The results of the offer were significant. Ninety per cent of the 4500 employees accepted the offer to take between 10 and 15 days’ unpaid leave.

Exactly how much money the strategy saved the company – and in turn how many jobs it saved – is difficult to quantify. However, with more than 4000 employees taking an extra 10 to 15 days unpaid leave it’s easy to say it would have a huge impact on overall savings.

Optimising

Organisations shouldn’t overlook the substantial benefits that can come simply from identifying key activities and optimising those activities.

As an example, a retail client of mine was required to reduce cost and optimise its current operations, due to facing significant headwinds as a result of the current downturn. To control costs was essential, but the retailer feared driving sales even lower if it cut in the wrong places. It began by working out which activities were essential for a distinctive retail experience and which would be most easily damaged by cost cutting.

One critical activity was organising in-store promotions (not just sales but also new-product promotions and seasonal events), from which the retailer derived more than 10 percent of its sales. Organising these activities involved highly elaborate processes: every region of the business and several corporate functions had to sign off on each promotional program, so across-the-board cost cuts could easily remove the people who understood how in-store events worked. By identifying this process as both crucial and vulnerable, the retailer cut costs with minimal impact.

Generic optimisation activities can include;

  • Outsourcing;
  • Using the company's bargaining power to drive down suppliers costs;
  • Make use of economies of scale (buy materials in bulk);
  • Invest in technology to increase production efficiency;

You can also look for opportunities to optimize value by:

  • Bypassing cost of distributors and dealers by selling directly to customers;
  • Replacing certain value chain activities with technology;
  • Eliminating low-value activities;
  • Relocating facilities to lower shipping or handling costs;
  • Offering frills-free experience (bare-bones product or service – anything other than essential is charged extra);
  • Limit your product line;

If these ideas, activities and techniques cannot be conducted in-house, an experienced supply chain consultant or contract & procurement professional should be engaged to help facilitate the optimisation process.

Conclusion

Most companies treat cost management as a one-off exercise driven by the need to manage short-term profit targets—and some of these exercises do succeed in the short term because of constant pressure from the CEO or CFO. Yet such hasty cost-cutting activity typically goes into reverse once the pressure is removed and rarely results in sustainable changes for the business.

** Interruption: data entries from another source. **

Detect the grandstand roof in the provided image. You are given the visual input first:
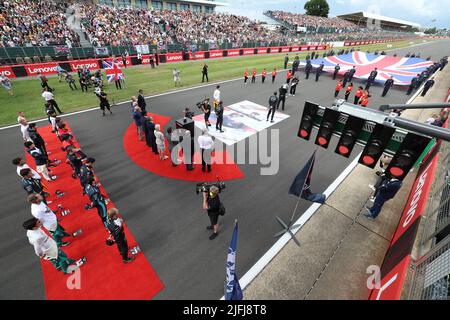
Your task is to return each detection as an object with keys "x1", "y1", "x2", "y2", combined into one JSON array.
[
  {"x1": 338, "y1": 11, "x2": 420, "y2": 28},
  {"x1": 181, "y1": 0, "x2": 228, "y2": 6}
]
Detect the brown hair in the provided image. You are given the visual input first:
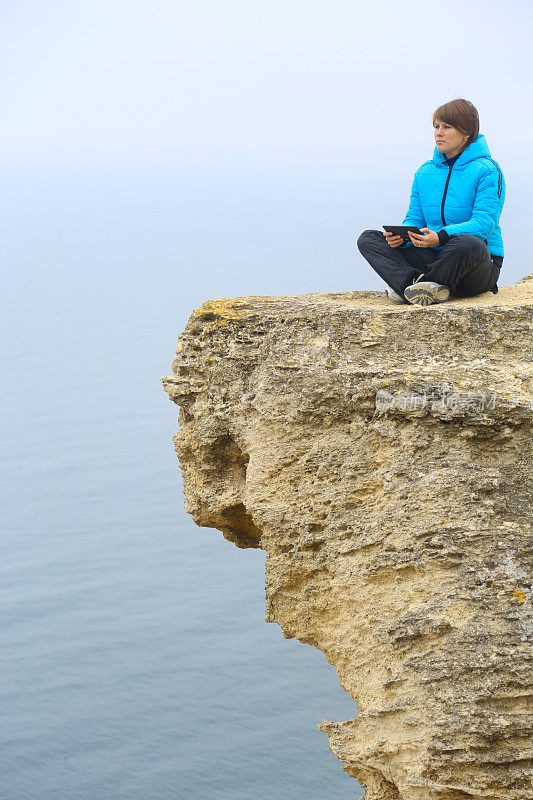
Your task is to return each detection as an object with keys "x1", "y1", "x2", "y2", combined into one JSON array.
[{"x1": 433, "y1": 98, "x2": 479, "y2": 150}]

Companies should start any cost-cutting initiative by thinking through their objectives. It is far too easy to say let’s cut costs by 20% and reduce the associated headcount. Setting in place clear and meaningful objectives for the short and longer terms identifies the goals that all employees are striving toward and creates a unified plan to meet those objectives.

Where possible, set the objectives and associated strategies to take advantage of current and projected marketplace trends, such as being able to capitalise on lower supplier costs to decrease your project or pass-through costs to clients. An important part of the analysis and objective determination is to understand a company’s financial situation and the range of potential outcomes under several different scenarios.

Secondly, within the resulting strategy, take time to understand which activities and methods drive value, such as the number of workers, safety metrics, or project costs - define which activities do or could make the organisation competitively distinctive. Organizations should invest in value-creating activities and cut costs in others while ensuring that these activities are focused on meeting the set objectives.

Finally, use the cost reduction program as an opportunity to build a competency in cost management rather than simply cutting costs. Cost-management ideas and programs need to be scoped, with ranging time frames from 3 months to three-year initiatives rather than as immediate-term efforts with no thought given to the longer-term objectives.